Value Added Abstracts
Hind LBAHY
Abstract
Automated ML is a set of methods that allow non-experts to use Machine Learning so easily, to ameliorate its efficiency and to dig more in their researches. Machine learning knew recently a big success and an ever-growing number of fields rely on its performance. Nevertheless, this success is based on human machine learning experts to do some tasks manually. Moreover, because these tasks are complex, especially for non- ML-experts, a rapid growth of machine learning applications has appeared and the demand for ML methods and processes that is handy and simple to use is more and more important. The design of an effective ML requires expert’s knowledge to improve algorithms in order to optimize results. So how can we use, for example, K-fold cross-validation to look for an optimal tuning parameter? And how can this process be made more efficient? The idea of machine learning pipeline is based on the automation of machine learning workflows. It consists on training a given model through several steps.

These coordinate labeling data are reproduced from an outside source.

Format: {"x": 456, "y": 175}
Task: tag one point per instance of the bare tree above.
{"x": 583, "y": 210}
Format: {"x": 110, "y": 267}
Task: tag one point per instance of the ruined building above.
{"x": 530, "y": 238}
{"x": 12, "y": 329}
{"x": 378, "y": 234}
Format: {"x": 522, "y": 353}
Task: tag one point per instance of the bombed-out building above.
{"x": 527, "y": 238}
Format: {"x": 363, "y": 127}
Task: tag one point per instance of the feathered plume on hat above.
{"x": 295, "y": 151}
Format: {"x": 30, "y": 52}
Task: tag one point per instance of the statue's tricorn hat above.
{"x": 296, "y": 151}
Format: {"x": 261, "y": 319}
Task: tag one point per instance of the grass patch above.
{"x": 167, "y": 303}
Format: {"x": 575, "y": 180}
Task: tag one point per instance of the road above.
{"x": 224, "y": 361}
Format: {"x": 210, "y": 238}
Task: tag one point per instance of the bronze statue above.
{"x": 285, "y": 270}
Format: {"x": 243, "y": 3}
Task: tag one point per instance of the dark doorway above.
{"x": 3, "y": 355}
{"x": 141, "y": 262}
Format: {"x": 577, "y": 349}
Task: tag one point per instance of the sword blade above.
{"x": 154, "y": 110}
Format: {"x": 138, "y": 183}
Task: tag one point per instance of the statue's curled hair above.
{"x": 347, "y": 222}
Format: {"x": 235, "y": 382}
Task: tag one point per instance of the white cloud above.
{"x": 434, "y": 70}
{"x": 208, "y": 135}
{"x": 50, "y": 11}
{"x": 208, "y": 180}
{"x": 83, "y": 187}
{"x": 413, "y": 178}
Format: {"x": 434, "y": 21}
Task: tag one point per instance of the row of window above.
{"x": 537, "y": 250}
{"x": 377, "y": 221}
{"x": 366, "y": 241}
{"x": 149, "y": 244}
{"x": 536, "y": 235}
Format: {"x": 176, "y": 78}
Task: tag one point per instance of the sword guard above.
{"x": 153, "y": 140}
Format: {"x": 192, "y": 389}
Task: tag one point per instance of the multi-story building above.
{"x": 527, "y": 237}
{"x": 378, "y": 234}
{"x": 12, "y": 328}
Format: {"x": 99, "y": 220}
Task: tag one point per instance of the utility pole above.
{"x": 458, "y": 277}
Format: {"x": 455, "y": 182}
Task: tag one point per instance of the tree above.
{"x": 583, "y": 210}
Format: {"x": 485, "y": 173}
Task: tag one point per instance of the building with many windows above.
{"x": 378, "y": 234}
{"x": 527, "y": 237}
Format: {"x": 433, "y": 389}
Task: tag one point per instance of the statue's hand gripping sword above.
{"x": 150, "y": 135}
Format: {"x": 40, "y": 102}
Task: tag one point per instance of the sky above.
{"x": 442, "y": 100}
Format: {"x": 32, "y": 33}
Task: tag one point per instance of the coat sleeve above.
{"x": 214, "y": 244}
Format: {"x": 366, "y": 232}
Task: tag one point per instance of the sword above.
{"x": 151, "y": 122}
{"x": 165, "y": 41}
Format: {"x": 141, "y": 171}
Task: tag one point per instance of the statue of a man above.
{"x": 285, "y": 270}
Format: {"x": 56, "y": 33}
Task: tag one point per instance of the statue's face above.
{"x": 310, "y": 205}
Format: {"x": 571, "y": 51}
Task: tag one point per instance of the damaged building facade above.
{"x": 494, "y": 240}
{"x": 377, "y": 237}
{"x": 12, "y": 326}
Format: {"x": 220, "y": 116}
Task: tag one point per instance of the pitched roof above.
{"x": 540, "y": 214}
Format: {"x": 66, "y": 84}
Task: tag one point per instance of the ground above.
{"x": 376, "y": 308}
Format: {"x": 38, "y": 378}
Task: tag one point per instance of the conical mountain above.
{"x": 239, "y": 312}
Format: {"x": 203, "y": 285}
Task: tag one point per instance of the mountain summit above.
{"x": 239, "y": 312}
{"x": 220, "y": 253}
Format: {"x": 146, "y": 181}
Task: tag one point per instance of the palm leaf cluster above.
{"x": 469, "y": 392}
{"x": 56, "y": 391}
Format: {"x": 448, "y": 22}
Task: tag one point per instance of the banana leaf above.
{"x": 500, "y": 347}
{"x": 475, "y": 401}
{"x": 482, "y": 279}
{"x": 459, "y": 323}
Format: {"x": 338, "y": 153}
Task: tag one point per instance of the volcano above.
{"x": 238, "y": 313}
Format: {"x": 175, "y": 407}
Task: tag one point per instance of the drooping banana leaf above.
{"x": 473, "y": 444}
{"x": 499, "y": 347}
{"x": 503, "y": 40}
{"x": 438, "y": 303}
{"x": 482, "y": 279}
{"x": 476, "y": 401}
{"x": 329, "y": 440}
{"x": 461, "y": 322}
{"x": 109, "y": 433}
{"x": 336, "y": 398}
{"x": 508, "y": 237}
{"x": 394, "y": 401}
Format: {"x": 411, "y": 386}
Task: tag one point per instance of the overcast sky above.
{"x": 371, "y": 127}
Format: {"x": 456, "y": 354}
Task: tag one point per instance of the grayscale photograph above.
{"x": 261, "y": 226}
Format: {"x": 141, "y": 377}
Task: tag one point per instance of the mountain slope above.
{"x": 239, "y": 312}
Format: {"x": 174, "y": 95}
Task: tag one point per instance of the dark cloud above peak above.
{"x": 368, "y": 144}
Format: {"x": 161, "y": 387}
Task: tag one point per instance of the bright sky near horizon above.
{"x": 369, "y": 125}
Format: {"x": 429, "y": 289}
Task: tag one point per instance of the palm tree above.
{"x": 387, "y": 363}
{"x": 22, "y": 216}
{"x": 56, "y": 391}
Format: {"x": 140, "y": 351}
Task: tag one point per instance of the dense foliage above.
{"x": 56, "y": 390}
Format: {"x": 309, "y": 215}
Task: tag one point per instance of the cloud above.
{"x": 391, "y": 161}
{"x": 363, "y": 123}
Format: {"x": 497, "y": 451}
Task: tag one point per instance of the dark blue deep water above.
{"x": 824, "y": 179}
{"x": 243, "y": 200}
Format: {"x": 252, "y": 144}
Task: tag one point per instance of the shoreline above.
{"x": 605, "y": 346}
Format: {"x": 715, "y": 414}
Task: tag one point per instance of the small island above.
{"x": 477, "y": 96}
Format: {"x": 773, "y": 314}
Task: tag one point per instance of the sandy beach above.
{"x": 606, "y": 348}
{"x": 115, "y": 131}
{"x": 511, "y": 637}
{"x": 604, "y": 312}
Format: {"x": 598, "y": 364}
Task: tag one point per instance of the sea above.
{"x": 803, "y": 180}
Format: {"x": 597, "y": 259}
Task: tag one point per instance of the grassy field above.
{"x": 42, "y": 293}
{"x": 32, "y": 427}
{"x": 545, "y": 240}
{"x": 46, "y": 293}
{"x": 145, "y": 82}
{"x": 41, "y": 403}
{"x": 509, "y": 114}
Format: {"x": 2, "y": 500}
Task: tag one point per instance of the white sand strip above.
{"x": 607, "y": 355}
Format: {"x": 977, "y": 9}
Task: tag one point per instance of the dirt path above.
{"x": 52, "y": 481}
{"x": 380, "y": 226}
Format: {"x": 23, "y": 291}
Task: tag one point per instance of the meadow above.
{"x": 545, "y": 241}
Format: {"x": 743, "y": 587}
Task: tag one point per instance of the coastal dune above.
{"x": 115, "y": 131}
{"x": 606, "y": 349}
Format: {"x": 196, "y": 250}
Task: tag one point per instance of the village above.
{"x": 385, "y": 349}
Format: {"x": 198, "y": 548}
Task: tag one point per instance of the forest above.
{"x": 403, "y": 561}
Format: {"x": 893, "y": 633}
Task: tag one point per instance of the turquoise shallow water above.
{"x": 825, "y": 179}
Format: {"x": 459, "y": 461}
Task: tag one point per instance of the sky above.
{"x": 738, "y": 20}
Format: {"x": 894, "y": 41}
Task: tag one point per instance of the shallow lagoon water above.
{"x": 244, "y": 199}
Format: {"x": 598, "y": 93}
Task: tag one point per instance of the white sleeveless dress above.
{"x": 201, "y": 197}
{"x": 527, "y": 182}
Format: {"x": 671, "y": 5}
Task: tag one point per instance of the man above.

However, we can remark that the word ‘pipeline’ refers to one-way flow of data which is not the case of ML pipelines. In this context, machine learning pipelines rely on repetition of steps and continuous improvement of learning which make them very cyclical and iterative. Therefore, we get successful algorithms and models with good accuracy. The development of the Tree-based Pipeline Optimization Tool (TPOT) recently allows the optimization and the automatic design of the machine learning pipelines when given a problem to deal with without human participation. Therefore, how can we optimize machine learning pipelines using TPOT and a version of genetic programming? which is an automated method for creation of computer programs from a high-level problem statement of a problem.To see how to optimize the automatic design of machine learning pipelines, we will put all these algorithms into practical application to manage the information system incidents of one the insurance leaders in the world.